Mr Nicoli is keen to prove his critics wrong but he is saying little about his future plans and strategy. He has a lot to do. "EMI has been hopeless, the management has been terrible," said one leading analyst. Apart from winning over City sceptics, Mr Nicoli's biggest challenge is surely the Internet. This, more than anything else, is likely to make or break EMI over the next five years. EMI, like the other music giants, was slow to realise the Internet's potential, but they have been forced to act, and act quickly.
Music on the Internet is on many web sites. Using MP3, a technology that compresses the content so it can be accessed more quickly, the music can be downloaded onto a disc and played in a specially adapted portable player. DJs have even started turning up at clubs armed only with lap- top computers. The implications for traditional record companies are huge. Piracy is a problem.

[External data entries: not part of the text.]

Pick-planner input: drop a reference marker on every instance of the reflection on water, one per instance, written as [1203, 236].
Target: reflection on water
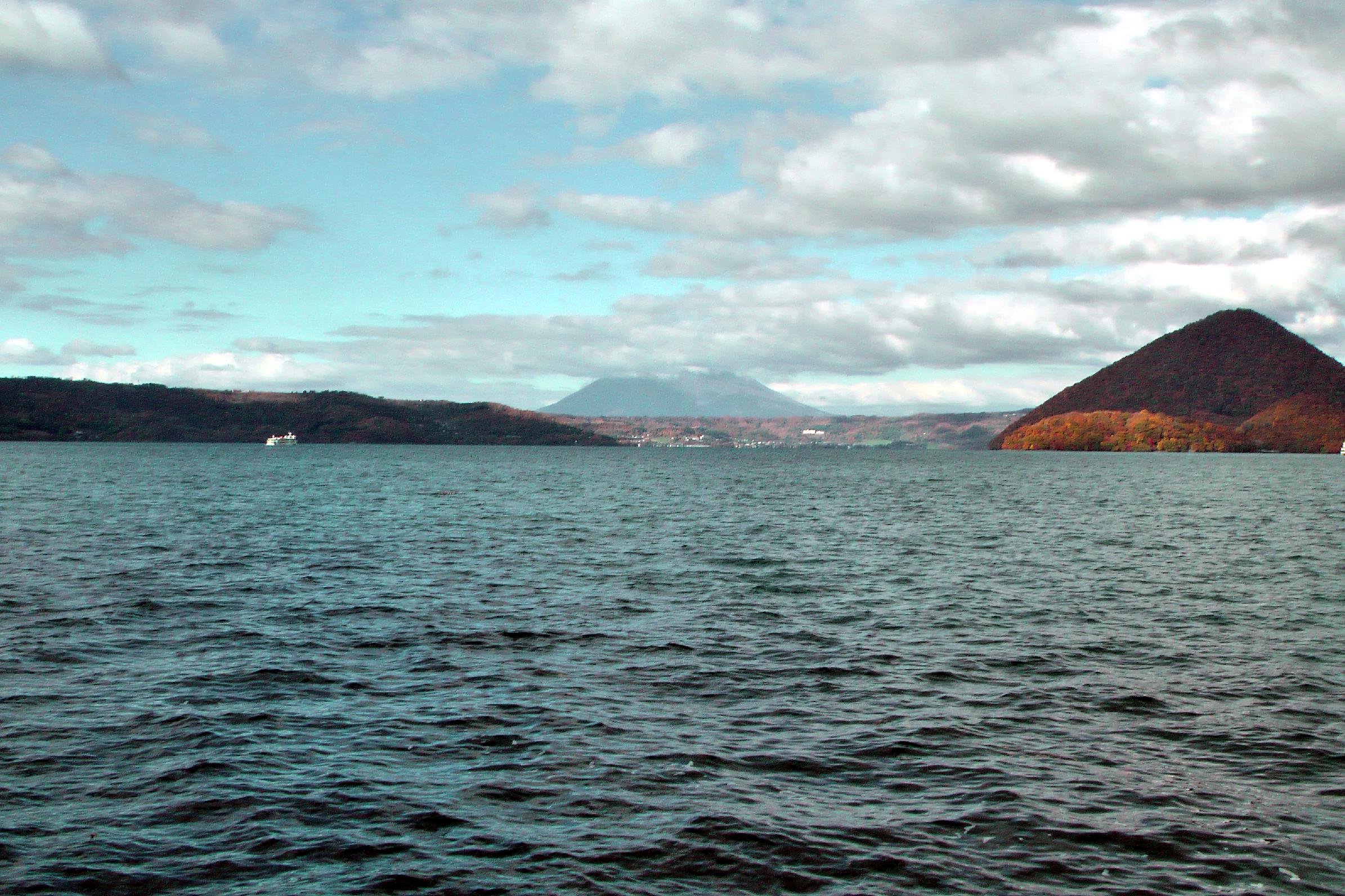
[560, 670]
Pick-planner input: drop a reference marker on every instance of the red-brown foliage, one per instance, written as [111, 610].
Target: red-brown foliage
[1123, 431]
[1304, 424]
[1225, 368]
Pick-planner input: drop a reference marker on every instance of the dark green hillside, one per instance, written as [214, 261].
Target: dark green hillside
[42, 409]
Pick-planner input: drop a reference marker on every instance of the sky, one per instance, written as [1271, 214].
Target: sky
[873, 206]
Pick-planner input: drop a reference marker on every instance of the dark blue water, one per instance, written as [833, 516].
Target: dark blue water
[343, 669]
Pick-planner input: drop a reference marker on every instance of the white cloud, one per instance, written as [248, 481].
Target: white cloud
[56, 213]
[23, 351]
[513, 209]
[186, 43]
[30, 159]
[49, 37]
[719, 258]
[168, 133]
[88, 348]
[210, 370]
[905, 397]
[674, 146]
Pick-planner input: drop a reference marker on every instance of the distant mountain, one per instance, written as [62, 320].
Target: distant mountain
[682, 395]
[45, 409]
[1227, 370]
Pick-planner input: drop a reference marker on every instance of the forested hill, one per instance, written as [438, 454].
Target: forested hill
[43, 409]
[1226, 368]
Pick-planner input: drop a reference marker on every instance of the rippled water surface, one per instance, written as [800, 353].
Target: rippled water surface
[349, 669]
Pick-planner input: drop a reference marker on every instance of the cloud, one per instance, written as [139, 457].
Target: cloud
[674, 146]
[514, 209]
[609, 246]
[718, 258]
[600, 271]
[84, 309]
[85, 347]
[210, 370]
[197, 315]
[350, 130]
[23, 351]
[173, 133]
[38, 35]
[1253, 117]
[909, 397]
[185, 43]
[54, 213]
[30, 159]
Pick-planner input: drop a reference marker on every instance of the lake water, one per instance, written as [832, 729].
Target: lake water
[349, 669]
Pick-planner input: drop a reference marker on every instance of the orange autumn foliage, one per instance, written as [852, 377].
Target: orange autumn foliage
[1304, 424]
[1123, 431]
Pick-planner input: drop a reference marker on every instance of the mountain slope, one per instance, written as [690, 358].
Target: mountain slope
[1223, 368]
[682, 395]
[43, 409]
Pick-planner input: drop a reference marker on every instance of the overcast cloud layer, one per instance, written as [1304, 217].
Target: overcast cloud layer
[869, 203]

More importantly the Internet threatens to loosen the stranglehold the major five record companies have over the industry. Anyone from big name stars to unsigned bands can use the Internet to distribute their music directly to the public, rather than give a cut to the likes of EMI.
But the Internet also represents a huge opportunity. EMI has one of the best back catalogues in the world, and if that can be exploited it is worth a fortune. Jay Samit, a software and Internet guru from Universal Studios, has been brought in.
The group has already announced plans to digitally encode its catalogue so it can be sold online. It has also done a deal with Musicmaker.com, an Internet group which allows its customers to create their own compilation album online by mixing and matching their favourite tracks. In return for giving Musicmaker access to its records, EMI ended up owning 40 per cent of the company. After Musicmaker.com floated on the US stock market recently EMI's stake was worth $155m.
EMI wants to set up kiosks in record stores across America allowing customers to download tracks instantly if they are out of stock. "The Internet was a wake-up call to the industry and EMI has responded loudly and clearly," says Mr Samit. "It is a tremendous source of revenue. Records will never be out of stock again. Music will be downloaded on to anything from car stereos to mobile phones." He describes Eric Nicoli as a man of tremendous energy who is very committed to new media, adding in California- speak: "You quickly pick up a vibe when you work somewhere and this is a great one, we are on a high."
Content is king on the Internet and EMI has plenty of it. But it is the traditional business of new releases that will determine EMI's short- term future. Robbie Williams is trying to launch himself in the US. In line with his typically understated persona his first American album is called The Ego Has Landed. Angels - the song that ensured his solo career took off in Europe - is released later this year in the US. If that goes down a storm it could be a fortuitous start for Mr Nicoli. EMI may have been off key - for investors it has been a case of "can't get no satisfaction" over the past few years. But there are signs of improvement. Its involvement in the Internet has helped its share price finally to perk up.
Mr Nicoli's job - as leader of a band of talented artists and executives - is to make sure he can repair the company's and his own tarnished reputation in the City. It will take time, patience, and luck.
He has the personality to turn his tag of biscuit bungler into music maestro. Now Mr Nicoli has to prove he has got the management acumen to run such a complicated and high-profile business.